Nouvelles Solidarités Alimentaires
Dre Lucia Bordone, Prof. Nicolas Duvoux
L’aide alimentaire fait l’objet de critiques et de propositions d’action publique très nourries depuis plusieurs années. Elle reste une réponse d’urgence face aux situations de dénuement et de non-droit, mais aussi un moyen d'ajuster les budgets des foyers les plus modestes. Ces raisons expliquent le recours croissant à l'aide alimentaire, marqué par l’enchaînement des crises (sanitaire, puis inflationniste). L’ampleur de ces crises a donné lieu à la mise à l’agenda d’un droit à l’alimentation, et Genève est devenu le premier canton Suisse à l'adopter, suite à une votation en 2023.
Malgré son rôle irremplaçable et la nécessité, au moins à moyen terme, de maintenir des systèmes de distribution, l’aide alimentaire pose des problèmes de manque d’efficience dans l’allocation des ressources mobilisées, de liberté de choix et de dignité pour les bénéficiaires. Des circuits de distribution complexes, placés en bout de chaîne de la grande distribution ont été progressivement élaborés et se sont structurés. Par ailleurs, initialement développés autour de la lutte contre le gaspillage, ils recourent de plus en plus à l’achat de denrées pour répondre aux besoins qu’ils rencontrent et pour assurer une offre homogène et de qualité suffisante. Néanmoins, ces systèmes de distribution ont l’avantage de pouvoir constituer une porte d’entrée vers l’accompagnement social et de donner accès à des interlocuteurs (associatifs) physiquement présents dans les lieux dédiés à la distribution. Comment faire en sorte que la refondation de l’aide alimentaire permette de penser les voies d’une véritable autonomisation des personnes en situation de vulnérabilité sociale ? Comment les fondations investissent-elles cette question et y trouvent-elles des moyens d’apporter dignité et respect des personnes et de leur capacité d’initiative et de choix ? Quelle circulation entre des exemples étrangers, notamment du Sud (Amérique du Sud, Afrique Australe[1]) et les initiatives et innovations sociales locales ?

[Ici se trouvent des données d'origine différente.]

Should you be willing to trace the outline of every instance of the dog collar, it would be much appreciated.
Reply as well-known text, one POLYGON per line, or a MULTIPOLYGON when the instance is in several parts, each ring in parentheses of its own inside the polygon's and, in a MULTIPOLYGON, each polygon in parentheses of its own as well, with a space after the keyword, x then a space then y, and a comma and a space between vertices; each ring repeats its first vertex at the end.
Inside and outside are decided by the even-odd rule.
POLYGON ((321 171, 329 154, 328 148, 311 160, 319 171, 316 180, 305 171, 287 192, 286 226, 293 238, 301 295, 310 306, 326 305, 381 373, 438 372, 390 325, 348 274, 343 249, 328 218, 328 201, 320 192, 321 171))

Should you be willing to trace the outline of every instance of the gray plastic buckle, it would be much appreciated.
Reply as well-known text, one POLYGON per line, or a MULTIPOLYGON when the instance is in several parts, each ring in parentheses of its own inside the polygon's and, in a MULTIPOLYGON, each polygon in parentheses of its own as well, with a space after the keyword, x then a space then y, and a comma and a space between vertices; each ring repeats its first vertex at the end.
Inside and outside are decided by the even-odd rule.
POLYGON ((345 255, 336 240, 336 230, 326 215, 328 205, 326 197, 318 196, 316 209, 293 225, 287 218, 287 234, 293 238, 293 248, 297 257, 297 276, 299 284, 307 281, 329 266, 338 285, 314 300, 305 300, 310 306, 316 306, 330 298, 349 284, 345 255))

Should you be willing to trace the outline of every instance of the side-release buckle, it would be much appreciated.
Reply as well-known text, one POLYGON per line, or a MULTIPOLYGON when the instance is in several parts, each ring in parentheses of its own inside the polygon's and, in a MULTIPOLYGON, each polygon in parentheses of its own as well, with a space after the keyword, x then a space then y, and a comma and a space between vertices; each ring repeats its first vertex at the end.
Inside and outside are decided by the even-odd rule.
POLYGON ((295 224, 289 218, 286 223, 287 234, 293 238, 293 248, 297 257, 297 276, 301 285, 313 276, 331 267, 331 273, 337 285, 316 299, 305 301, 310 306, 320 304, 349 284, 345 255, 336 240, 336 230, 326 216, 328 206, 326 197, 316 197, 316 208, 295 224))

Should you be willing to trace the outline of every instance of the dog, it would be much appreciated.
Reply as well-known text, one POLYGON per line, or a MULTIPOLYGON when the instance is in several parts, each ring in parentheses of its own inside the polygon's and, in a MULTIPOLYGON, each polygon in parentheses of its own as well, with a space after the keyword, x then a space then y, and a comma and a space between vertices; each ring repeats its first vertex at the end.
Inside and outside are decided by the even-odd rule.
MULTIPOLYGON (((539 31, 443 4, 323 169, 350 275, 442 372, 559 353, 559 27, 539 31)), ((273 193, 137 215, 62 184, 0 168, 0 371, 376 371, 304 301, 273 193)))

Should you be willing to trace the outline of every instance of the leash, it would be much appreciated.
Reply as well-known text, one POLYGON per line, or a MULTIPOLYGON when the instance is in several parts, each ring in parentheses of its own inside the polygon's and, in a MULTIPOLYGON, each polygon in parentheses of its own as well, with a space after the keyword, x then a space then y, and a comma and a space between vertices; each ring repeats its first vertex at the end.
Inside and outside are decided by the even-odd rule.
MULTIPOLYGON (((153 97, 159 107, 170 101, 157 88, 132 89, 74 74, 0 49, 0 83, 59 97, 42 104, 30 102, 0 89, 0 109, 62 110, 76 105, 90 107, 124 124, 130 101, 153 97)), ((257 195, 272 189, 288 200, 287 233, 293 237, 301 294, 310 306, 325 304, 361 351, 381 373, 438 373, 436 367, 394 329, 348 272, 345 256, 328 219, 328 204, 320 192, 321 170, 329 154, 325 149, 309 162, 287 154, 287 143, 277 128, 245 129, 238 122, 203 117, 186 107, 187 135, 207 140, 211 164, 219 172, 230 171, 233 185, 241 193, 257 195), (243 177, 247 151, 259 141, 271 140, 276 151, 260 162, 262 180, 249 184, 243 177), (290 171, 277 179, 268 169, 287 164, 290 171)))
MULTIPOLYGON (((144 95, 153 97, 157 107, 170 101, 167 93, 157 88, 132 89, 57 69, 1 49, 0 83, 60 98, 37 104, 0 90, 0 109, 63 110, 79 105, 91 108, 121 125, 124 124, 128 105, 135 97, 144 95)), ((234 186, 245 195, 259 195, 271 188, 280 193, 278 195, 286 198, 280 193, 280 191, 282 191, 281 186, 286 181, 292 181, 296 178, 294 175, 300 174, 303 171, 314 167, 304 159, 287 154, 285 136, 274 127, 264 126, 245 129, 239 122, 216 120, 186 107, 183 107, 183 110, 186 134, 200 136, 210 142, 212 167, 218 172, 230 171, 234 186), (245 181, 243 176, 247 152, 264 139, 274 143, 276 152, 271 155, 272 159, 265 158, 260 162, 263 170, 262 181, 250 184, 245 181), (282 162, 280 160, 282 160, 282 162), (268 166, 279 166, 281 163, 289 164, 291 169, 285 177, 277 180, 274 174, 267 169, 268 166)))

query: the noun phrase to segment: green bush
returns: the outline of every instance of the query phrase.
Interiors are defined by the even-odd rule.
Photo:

La recherche conduite par Dre Lucia Bordone de la Haute Ecole en Travail Social (HETS) se consacre à l’étude des « Nouvelles Solidarités Alimentaires » par la mise en œuvre d’un dispositif d’étude participatif, pluridisciplinaire et comportant une expérimentation de « cartes » alimentaires offrant plus de souplesse et de liberté aux bénéficiaires, sur l’exemple du projet « Passerelle » développé par Action Contre la Faim à Montreuil en banlieue parisienne.
Le Centre en philanthropie de Genève contribue à la mise en œuvre de cette démarche dans le cadre d’un partenariat à plusieurs dimensions avec Dre Lucia Bordone : mise en œuvre d’une démarche évaluative rigoureuse et application d’un protocole mesuré scientifiquement ; réflexion sur le rôle d’orientation, d’initiative, d’expérimentation et de « droit à l’échec » des fondations philanthropiques[2] ; contribution à l’espace public et à la délibération civique par la mise sur pied et l’animation d’un Comité des parties rassemblant les acteurs académiques, associatifs et politiques concernés.
[1] Ferguson, J. (2021), Presence and social obligation. An Essay on the Share, Prickly Paradigm Press.
[2] Reich, R. (2018) Just Giving : Why Philanthropy is Failing Democracy and How It Can Do Better, Princeton University Press.